The second observation is that overall levels of recorded activity decrease after surgery among patients who appeared to be wearing their Fitbit during the preoperative period. For some patients this is illustrated by noticeable gaps in activity after surgery (eg, P5 and P12), whereas for others there is a simple reduction in the amount of data collected. Activity levels then typically increase over time, returning toward and sometimes exceeding a presurgery level, as illustrated by more dark cells appearing in the final weeks (eg, P2, P6, P12, and P17). This pattern is consistent with the gradual restoration of physical activity after TKA [6,7], but has implications for assessing compliance because the stricter criteria (eg, >500 steps and ≥10 hours) are likely to be insensitive to patients’ reduced activity following surgery.

A third observation is that some patients’ distribution of activity over the day remains the same following surgery, but for others it changes over time. For patients including P1, P5, P14, and P17, there is a continuation in the person’s distribution of activity from before and after surgery, even though the difference represents an overall reduction in the level of activity. By comparison, P10’s hours of activity end around 4 pm in the preoperative period but extend further into the evening after surgery.

The changes in activity level and distribution are important because they provide an explanation for why some patients may become gradually more compliant under certain criteria while remaining stable under others. In addition, the heatmaps suggest a clear impact of surgery on the patients’ activity level, providing a potential explanation as to why some individuals are considered as less compliant under stricter measures.

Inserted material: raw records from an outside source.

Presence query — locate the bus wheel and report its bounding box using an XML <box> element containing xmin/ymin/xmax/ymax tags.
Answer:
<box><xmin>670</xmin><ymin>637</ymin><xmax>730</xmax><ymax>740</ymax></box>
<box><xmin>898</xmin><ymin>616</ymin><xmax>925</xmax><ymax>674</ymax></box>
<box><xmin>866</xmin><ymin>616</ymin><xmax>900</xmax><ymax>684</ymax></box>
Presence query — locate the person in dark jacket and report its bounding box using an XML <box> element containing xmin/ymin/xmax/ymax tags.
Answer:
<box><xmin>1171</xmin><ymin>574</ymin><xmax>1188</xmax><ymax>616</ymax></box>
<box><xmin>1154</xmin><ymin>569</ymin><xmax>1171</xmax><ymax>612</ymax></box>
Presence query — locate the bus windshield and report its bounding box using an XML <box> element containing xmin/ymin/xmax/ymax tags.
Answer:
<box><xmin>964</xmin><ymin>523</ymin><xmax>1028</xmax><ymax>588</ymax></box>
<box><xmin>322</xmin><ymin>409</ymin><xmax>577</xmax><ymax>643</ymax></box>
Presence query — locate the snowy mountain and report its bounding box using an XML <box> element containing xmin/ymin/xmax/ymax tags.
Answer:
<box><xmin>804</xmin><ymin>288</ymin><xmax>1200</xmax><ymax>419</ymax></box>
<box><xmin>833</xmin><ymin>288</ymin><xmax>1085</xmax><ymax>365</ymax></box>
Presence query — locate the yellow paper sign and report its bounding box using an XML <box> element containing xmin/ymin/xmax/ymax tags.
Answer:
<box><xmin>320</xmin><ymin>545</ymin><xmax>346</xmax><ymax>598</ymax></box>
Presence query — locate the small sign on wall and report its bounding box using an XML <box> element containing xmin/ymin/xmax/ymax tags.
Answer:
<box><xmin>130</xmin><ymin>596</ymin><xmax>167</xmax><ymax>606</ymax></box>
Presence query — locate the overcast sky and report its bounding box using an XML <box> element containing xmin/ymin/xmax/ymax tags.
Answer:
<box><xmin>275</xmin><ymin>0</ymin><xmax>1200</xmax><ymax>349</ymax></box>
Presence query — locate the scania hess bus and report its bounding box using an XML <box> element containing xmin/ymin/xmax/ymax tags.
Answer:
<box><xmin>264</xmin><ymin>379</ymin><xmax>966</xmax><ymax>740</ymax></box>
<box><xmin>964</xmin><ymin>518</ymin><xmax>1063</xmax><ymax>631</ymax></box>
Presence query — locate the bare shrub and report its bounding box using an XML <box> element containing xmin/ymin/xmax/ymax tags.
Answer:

Variations in Compliance Criteria Agreement Throughout the Perioperative Period

Our observations of the heatmap data highlighted temporal variations in patients’ recorded activity, with salient periods at which notable changes occur. The heatmaps also highlight specific periods of interest for which physical activity is likely to be altered, that is, immediately after surgery and throughout the recovery period. Thus, we investigated temporal variations in compliance criteria agreement, that is, how closely the 5 outcomes align with one another over time, and how this alignment varies throughout the perioperative period. This allows us to further understand the impact of surgery on compliance agreement across the sample.

Figure 3 shows the daily compliance rates for all 5 criteria, with the red line marking the day of surgery. The data suggest there was a trend toward higher average compliance toward the end of the perioperative period. There is a noticeable drop-off in mean compliance immediately following surgery, and a slight decrease around the 40-day mark.

Figure 3. Daily compliance rates over time. The percentage of the sample that were compliant on any given day is illustrated by the y-axis. The dark gray line represents the mean average across all 5 of the compliance criteria. The height of the gray shaded region indicates the standard deviation between measures over time. The red vertical line represents the day of surgery.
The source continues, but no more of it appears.